German lawmakers extend Afghan mission
Lawmakers approved Friday a 12-month extension of Germany's unpopular Afghanistan mission, but with the proviso for the first time that troops start coming home from the end of 2011 -- if security allows.
Under the mandate approved by a large majority of lawmakers in the Bundestag lower house, Germany can continue to deploy a maximum of 5,350 troops until January 31, 2012. At present Germany has 4,860 soldiers there.
"The German government is confident that it will be able reduce the presence of the Bundeswehr from the end of 2011 as part of a security handover (to the Afghans)," according to the parliamentary motion.
"It will use every opportunity that security allows for a reduction as soon as possible, provided the situation allows this and that neither our troops nor the sustainability of the handover process are put in danger."
In total, 420 MPs were in favour, 116 against and 23 abstained.
NATO member Germany is the third largest contributor of foreign troops in Afghanistan after the United States and Britain, based mostly in the relatively peaceful north of the country.
The mission is deeply unpopular with the German public, however, surveys shown, and the north has become more dangerous of late.

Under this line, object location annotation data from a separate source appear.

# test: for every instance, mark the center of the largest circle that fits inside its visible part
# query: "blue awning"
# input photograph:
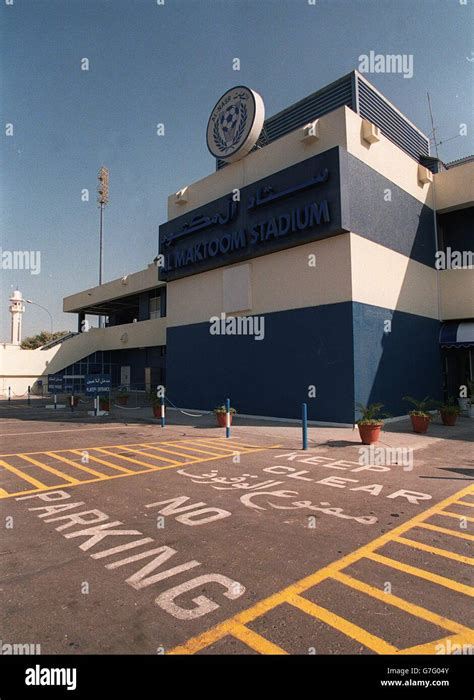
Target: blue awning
(457, 334)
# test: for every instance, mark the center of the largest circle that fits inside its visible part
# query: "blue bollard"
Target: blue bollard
(227, 418)
(304, 418)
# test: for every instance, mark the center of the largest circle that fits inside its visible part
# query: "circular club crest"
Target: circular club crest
(235, 124)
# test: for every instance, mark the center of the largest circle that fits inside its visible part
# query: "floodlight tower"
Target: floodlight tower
(103, 200)
(16, 309)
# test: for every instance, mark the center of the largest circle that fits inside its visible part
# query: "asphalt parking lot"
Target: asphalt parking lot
(129, 538)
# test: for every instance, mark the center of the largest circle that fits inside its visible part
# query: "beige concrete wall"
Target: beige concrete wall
(280, 154)
(279, 281)
(343, 127)
(386, 159)
(455, 187)
(129, 284)
(382, 277)
(457, 294)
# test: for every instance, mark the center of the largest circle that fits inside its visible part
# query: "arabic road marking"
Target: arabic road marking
(291, 594)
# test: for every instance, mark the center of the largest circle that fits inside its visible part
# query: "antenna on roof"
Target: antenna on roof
(433, 128)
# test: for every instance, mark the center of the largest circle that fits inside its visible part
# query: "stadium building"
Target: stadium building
(318, 263)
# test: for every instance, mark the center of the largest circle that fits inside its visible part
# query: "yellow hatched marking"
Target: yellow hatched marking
(340, 623)
(125, 472)
(195, 644)
(105, 463)
(206, 452)
(433, 647)
(434, 550)
(23, 475)
(56, 472)
(76, 465)
(173, 452)
(447, 531)
(400, 603)
(255, 641)
(147, 454)
(449, 514)
(422, 573)
(226, 447)
(130, 459)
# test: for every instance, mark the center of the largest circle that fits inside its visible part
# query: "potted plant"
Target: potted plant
(370, 424)
(104, 403)
(122, 396)
(156, 404)
(464, 401)
(220, 412)
(449, 411)
(420, 416)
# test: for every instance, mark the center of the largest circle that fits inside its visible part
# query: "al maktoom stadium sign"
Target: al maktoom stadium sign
(294, 206)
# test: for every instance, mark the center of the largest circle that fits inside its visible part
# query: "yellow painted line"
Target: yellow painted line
(449, 514)
(130, 459)
(227, 447)
(342, 625)
(24, 476)
(127, 472)
(105, 463)
(46, 467)
(433, 647)
(206, 638)
(147, 454)
(206, 452)
(434, 550)
(402, 604)
(173, 452)
(255, 641)
(83, 468)
(422, 573)
(447, 531)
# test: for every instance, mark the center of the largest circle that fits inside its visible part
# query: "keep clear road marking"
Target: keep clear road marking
(92, 452)
(235, 626)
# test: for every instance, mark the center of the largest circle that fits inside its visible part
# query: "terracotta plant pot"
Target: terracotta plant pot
(369, 434)
(420, 423)
(449, 418)
(221, 419)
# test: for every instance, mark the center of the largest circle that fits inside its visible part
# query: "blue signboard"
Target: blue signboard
(55, 384)
(98, 383)
(296, 205)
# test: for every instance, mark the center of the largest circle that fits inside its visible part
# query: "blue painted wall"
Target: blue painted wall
(339, 348)
(388, 366)
(268, 377)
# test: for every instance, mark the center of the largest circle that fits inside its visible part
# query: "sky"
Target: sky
(168, 64)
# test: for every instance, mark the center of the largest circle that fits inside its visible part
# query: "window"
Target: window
(155, 307)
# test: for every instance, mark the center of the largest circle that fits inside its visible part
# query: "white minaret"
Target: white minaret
(16, 310)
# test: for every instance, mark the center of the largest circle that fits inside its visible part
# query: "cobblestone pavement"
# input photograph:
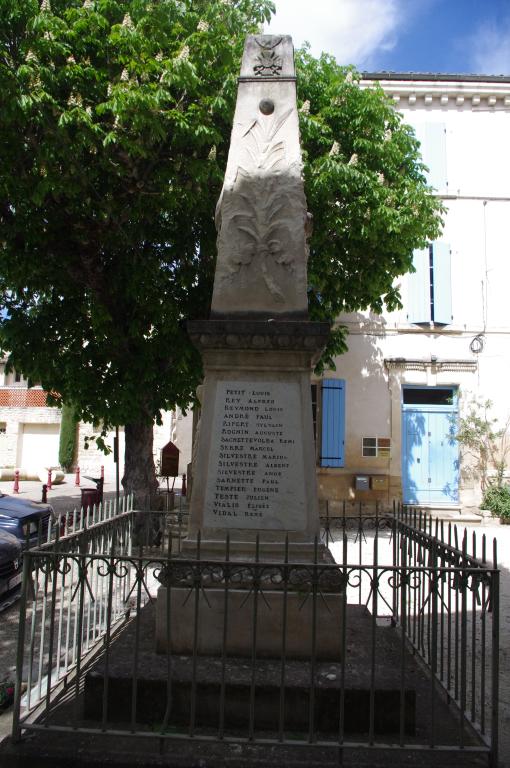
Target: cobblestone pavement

Since the US-led invasion in 2001, 45 German troops have lost their lives there.
"Today marks a real change in the context of the Afghanistan intervention," Foreign Minister Guido Westerwelle said.
"This means that we want to begin this year to hand over responsibility at regional level and then at the end of the year to start to reduce the presence of the Bundeswehr.
"And we want to make sure that by 2014 there is no longer any need for German troops in Afghanistan."
Chancellor Angela Merkel was not present for the vote because she was due at the World Economic Forum in Davos, Switzerland.